A Ford Mondeo or Opel MPV (not originally designed for the US) would need to have the entire front end re-skinned to be sold here. This is what happened with the Fiat 500. Journalists in this country always report on the changes as “bringing it up to US standards” but what they are really doing is making it compatible with trade barriers masquerading safety regulations.
If a cars gets 5 star NCAP crash test results and has superior active safetly (better brakes, traction control standard etc.) you ought to be able to buy it here. I can’t have a Ford Mondeo wagon but I can buy a Ford Fusion with a horrible side impact crash test, rear drum brakes and without side airbags or ABS? I guess the Fusion’s bumper mounted reflectors have a special USA number one! power that protects me from other cars?
Anyone familiar with European crash tests, safety equipment levels on Europeans cars or accident statistics should know that mainstream European cars don’t need to be made safer for the US. The US has the problem not Europe. It is in the US where cars are still sold without even ABS and where traffic engineering is stuck in the 1960s with it’s idiotic devotion to the modernist autopia. We drive cars that don’t have better crash test results, are less capable of avoiding an accident on roads designed to encourage unsafe speeds, reduce ambiguity and make drivers less attentive.

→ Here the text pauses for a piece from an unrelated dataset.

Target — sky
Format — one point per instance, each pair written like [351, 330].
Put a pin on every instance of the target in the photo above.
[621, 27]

It is interesting that while mainstream European cars are safe and do quite well in crash tests (which may be more severe than the US fed. tests) airbags aren’t a requirement. Neither is ABS or stability control etc. It is possible to buy an unsafe and poorly equipped car like a Maruti or Lada, but in general europeans don’t. Ford could sell the Focus with drum brakes and no airbags but they don’t. European consumers appear to take automotive design a lot more seriously and choose to buy safer, well equipped cars. The preference for hatchbacks and wagons over sedans is another sign of a higher degree of design literacy. The consumer seems to play are more active role in driving safety improvements over there.
The first car I drove in Germany (totally unnecessary) was a 2001 Skodia Fabia 1.4 base model. It was better equipped than a US market midsize 4 cylinder sold today. It had a 5 star EU crash test ,”alphabet brakes,” stability control and every possible airbag as well as fog lights. I just bought a used 2008 Mazda 3 2.0 for my mom and had to search for one that even had ABS in 2010! In the US, bumper mounted reflectors are more important than good brakes, apprently.
We also have or had a minimum wheelbase standard that made the original BMC Mini illegal in the late 60’s. It was supposed to have been a safety regulation but may have been a pre-emptive attack on small Japanese cars.
If this minimum wheelbase regulation is still around it must not apply to rear engined cars like the Smart? Perhaps VW successfully lobbied for a rear engine exemption in the 60’s?
James, the scion models and the nissan cube have small tires…maybe they managed to get rid of that regulation?